The National Company Law Tribunal (NCLT) has approved a composite scheme of arrangement involving Poonawalla Finance and its real estate entities, clearing the way for a multi-step demerger aimed at splitting the lending and real estate businesses.
In its order, the tribunal’s Mumbai bench has approved the restructuring under Sections 230 to 232 of the Companies Act, allowing Poonawalla Finance to hive off specific business undertakings into two resulting entities, Rising Sun Holdings and Synergist Realtors.vThe NCLT found the scheme to be fair, reasonable, and compliant with applicable laws. It also noted that shareholders, creditors, and regulators didn’t object to the plan.
Under the approved structure, Poonawalla Finance will continue as a non-banking financial company focused on the lending business, while its commercial real estate leasing assets will be transferred as part of the demerger.
Rising Sun Holdings and Synergist Realtors will house distinct real estate and related businesses, enabling sharper strategic focus, separate management, and the ability to attract different sets of investors and lenders.
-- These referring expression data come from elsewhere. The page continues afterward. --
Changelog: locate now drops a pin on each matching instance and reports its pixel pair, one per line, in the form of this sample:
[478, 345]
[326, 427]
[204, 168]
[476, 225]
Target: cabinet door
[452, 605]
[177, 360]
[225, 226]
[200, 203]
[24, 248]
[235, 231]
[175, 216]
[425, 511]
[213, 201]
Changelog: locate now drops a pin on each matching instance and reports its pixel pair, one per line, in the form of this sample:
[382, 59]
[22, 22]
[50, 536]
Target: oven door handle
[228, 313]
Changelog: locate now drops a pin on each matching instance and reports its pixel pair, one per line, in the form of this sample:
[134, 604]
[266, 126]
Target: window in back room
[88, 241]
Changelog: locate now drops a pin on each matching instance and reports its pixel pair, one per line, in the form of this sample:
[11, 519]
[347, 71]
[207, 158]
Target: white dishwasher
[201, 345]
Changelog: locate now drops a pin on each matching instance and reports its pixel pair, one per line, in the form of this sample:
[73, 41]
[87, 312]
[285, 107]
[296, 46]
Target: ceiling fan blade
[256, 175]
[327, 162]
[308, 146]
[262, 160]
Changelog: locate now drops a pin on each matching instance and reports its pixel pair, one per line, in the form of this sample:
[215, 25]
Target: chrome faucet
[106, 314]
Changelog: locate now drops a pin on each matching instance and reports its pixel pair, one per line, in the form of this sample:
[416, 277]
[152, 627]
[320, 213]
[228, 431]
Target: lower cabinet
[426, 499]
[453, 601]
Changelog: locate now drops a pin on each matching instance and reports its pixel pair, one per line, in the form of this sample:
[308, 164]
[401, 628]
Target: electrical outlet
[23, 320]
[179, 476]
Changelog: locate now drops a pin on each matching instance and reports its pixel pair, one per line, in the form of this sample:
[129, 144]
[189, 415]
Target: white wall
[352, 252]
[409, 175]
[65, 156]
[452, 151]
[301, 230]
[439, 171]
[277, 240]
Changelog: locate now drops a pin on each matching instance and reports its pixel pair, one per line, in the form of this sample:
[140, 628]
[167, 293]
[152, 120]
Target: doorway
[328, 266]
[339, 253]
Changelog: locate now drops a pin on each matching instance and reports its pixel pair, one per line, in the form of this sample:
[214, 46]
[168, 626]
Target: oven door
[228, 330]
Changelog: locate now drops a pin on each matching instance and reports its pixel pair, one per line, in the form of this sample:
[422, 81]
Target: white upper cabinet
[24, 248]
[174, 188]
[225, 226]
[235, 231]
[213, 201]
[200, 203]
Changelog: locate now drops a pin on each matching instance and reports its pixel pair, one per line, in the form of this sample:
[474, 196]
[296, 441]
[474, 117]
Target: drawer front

The tribunal observed that the scheme had received unanimous board approvals and requisite shareholder and creditor consents. It also recorded that the Income Tax Department and the Ministry of Corporate Affairs didn’t raise any objection after receiving undertakings that ongoing tax proceedings and statutory liabilities would continue to remain enforceable.

Poonawalla Fin to hive off its real estate business into two separate entities
The NCLT clarified that the sanction doesn’t grant any exemption from payment of stamp duty or taxes and that tax authorities would retain the right to examine liabilities arising from the restructuring. The appointed dates for the demergers were fixed on October 1, 2024, and January 1, 2025, respectively.
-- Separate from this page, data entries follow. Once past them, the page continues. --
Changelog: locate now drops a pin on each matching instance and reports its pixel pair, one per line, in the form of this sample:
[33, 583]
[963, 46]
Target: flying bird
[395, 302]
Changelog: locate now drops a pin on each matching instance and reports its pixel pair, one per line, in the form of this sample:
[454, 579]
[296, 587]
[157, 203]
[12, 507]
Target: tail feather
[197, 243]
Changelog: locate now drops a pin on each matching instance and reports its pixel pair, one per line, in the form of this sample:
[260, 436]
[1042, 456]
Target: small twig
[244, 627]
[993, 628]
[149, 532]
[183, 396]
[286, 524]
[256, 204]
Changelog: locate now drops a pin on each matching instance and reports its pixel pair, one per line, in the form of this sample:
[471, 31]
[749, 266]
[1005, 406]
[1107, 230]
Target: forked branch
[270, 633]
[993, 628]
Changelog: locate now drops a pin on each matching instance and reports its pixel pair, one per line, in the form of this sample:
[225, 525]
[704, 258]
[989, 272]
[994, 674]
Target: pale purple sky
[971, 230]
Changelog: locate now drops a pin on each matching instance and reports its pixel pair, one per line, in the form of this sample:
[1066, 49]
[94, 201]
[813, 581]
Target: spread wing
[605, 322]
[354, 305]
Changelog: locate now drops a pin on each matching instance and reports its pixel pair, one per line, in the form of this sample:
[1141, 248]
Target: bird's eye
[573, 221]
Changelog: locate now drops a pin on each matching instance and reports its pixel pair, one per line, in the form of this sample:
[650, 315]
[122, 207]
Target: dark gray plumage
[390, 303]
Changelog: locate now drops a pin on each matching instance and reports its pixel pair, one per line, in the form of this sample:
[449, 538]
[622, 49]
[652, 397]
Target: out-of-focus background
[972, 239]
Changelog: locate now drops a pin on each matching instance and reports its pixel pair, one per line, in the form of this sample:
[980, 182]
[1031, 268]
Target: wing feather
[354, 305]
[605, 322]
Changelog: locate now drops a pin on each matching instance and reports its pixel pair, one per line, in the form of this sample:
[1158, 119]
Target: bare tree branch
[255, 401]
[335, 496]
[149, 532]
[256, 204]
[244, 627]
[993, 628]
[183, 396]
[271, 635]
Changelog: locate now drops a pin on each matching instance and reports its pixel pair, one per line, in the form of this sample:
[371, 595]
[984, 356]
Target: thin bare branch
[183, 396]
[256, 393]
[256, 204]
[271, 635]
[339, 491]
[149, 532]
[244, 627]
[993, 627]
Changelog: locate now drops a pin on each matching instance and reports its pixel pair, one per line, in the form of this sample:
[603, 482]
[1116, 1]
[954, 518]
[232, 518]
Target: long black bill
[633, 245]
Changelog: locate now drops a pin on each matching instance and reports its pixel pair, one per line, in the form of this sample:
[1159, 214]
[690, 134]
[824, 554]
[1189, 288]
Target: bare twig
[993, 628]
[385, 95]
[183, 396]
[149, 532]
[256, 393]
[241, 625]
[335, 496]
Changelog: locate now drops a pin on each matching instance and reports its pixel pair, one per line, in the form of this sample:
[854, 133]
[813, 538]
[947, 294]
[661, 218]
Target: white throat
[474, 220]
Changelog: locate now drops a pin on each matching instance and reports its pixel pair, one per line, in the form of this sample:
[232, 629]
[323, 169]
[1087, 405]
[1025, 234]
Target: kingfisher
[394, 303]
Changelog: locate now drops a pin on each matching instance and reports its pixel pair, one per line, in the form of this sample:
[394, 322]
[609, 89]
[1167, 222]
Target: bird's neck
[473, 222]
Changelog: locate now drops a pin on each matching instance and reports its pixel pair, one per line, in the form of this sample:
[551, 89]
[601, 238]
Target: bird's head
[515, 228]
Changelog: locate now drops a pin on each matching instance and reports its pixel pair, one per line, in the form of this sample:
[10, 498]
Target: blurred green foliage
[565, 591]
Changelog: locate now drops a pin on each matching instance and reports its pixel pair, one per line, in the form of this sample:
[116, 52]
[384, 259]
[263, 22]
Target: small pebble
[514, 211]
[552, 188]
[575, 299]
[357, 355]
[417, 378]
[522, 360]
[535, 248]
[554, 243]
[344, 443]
Poonawalla Group didn’t respond to ET’s email query.
Top corporate groups and conglomerates have increasingly been restructuring their operations by segregating disparate businesses into separate entities to sharpen strategic focus and improve execution.
Experts say such demergers allow companies to ring-fence capital-intensive or cyclical businesses, adopt clearer governance structures, and pursue sector-specific growth strategies without cross-subsidisation.
The trend has gathered momentum over the past few years as groups seek to unlock value, simplify balance sheets, and make individual businesses more attractive to investors and lenders.
Separate listings or standalone entities also provide management teams with greater operational autonomy and accountability, while enabling investors to assess risks and performance more transparently.
Regulatory clarity around court-approved schemes and a more active capital market environment have further supported this shift, with sectors such as financial services, real estate, infrastructure, and manufacturing seeing a growing number of such restructurings.